Sadece taraflardan biri pes etmiştir.
Pes etmesinin pek çok nedeni olabilir.
Savaş sırasında rakibi zor duruma düşürmede en etkili taktik her zaman coğrafyayı doğru ve etkili kullanmak olmuştur. Ayrıca bu duruma rakibin lojistik desteğini keserseniz rakibi al aşağı etmeniz adeta kaçınılmaz olacaktır.
Bu yüzden bir çok devlet, jeopolitik ve jeostratejik durumlar oluştururlar genellikle savunma konusunda.
Ancak dediğim gibi savaşın kazananı olmaz.
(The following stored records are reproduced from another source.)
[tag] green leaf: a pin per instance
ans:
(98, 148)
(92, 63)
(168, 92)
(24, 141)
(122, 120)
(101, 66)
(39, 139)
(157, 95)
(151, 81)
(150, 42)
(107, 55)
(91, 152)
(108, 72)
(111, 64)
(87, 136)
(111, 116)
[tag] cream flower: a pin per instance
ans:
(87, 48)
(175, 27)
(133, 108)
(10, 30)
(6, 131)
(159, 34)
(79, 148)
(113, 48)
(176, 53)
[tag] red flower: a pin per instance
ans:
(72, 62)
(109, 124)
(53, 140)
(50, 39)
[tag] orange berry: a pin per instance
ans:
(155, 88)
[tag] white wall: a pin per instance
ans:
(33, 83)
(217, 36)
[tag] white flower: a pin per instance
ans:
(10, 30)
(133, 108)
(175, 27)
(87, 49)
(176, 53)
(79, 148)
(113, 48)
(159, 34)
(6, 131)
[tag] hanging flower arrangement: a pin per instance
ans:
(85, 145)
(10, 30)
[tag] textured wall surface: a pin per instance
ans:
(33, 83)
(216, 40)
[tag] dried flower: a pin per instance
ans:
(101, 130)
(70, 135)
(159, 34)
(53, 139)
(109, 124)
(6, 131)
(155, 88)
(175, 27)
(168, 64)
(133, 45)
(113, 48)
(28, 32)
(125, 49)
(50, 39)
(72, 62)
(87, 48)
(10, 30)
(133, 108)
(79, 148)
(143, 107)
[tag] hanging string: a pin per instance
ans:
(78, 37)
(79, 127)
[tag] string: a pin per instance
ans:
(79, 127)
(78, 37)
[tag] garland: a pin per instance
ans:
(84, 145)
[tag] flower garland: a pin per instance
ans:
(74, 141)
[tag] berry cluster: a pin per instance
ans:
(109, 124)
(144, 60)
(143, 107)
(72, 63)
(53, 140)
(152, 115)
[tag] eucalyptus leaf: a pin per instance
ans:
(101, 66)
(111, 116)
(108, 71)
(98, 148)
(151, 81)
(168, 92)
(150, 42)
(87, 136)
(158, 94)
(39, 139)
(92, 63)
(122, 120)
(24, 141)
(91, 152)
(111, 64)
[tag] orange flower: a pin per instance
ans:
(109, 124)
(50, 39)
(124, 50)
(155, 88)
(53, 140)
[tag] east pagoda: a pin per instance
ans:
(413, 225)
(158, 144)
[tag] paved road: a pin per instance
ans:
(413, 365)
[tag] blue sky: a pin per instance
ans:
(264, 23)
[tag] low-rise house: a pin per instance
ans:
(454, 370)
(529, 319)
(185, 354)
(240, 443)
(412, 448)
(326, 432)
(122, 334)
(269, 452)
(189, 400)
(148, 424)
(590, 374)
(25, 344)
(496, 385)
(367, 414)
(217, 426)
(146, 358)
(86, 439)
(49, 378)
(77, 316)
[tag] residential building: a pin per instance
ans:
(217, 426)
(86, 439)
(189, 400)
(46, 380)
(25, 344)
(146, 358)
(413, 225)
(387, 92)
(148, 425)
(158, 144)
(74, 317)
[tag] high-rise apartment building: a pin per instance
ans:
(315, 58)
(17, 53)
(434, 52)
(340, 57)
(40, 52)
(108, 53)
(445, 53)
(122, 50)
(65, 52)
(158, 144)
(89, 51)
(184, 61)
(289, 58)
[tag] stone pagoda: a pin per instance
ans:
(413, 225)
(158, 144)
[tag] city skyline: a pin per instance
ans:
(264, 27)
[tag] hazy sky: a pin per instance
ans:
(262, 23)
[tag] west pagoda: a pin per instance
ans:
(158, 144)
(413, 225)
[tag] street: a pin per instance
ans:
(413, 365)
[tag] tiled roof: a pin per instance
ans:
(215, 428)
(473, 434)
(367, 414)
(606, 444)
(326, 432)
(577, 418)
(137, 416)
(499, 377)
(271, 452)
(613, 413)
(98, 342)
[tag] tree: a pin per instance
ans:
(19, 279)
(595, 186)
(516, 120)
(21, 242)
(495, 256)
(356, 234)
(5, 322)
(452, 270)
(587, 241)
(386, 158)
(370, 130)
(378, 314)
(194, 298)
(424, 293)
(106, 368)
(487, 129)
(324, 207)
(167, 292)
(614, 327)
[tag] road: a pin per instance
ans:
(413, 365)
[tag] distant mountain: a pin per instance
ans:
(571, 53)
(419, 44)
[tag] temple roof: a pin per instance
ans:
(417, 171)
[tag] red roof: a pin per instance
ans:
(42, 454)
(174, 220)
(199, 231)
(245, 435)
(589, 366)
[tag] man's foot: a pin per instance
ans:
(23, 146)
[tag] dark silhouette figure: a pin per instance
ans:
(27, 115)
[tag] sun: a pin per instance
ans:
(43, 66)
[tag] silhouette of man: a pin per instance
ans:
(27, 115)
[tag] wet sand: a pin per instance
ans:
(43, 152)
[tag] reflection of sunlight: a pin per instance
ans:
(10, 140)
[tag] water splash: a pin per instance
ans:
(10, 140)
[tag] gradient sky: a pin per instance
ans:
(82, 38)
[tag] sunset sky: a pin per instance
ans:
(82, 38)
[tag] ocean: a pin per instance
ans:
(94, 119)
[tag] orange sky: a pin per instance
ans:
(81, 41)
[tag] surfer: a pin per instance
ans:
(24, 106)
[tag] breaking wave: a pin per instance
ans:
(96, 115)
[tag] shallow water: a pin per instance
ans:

Bunun en güzel örneğini İngiltere'dir. Britanya, 2 tane dünya savaşının da sözde kazanan kısmında yer almışlardır. Ancak Btiranya iki dünya savaşını da kazanmasına rağmen bütün sömürgelerini kaybetmesine engel olamamıştır.
Anadolu İhtilalinin ardından orta doğu, Hindistan, afrikada bir çok sömürge halk isyan etmiş ve 2. Dünya savaşından sonra hemen hepsi manda olmaktan kurtulmuştur.
Hatta Osmanlı'nın ve Roma'nın çöküş nedenlerinden en büyüğü de bitmek bilmeyen savaşlar silsilesidir. Osmanlı tarihine bakın, 18. yy dan sonra bir savaş silsilesi başlar ve ta 20. Yy. ın ilk çeyreğini geçebe kadar devam eder. Halk bitmiş, ekonomi mahfolmuş haldedir. Ve ya Roma, kavimler göçünden sonra avrupadaki bitmek tükenmeyen barbar akınlarına Roma bir süre sonra dayanamamış ve ciddi buhranlar yaşamış ve ikiye bölünmüştür...
Ve son olarak belirtmek isterim ki, savaşı liderler hariç hiç kimse çıkarmak istemez. Buna silah sanayisi dahil. Savaş demek her zaman kaos demek olmuştur. Ve şirketler hiç bir zaman kaosu sevmezler. Savaşı çıkaranlar sadece liderlerdir. Ölen ise her zaman garibanlar.
Savaşın ne denli bir kaos olduğunu şu an en iyi bizim coğrafya anlar. Ancak bozulan ekonomiler, toplumları radikalleştirir. Radikal toplumlar, ya deli ya cahil ya da radikal liderleri başa getirir. O liderler de savaştan korkmazlar ve faciaları da peşinden getirirler.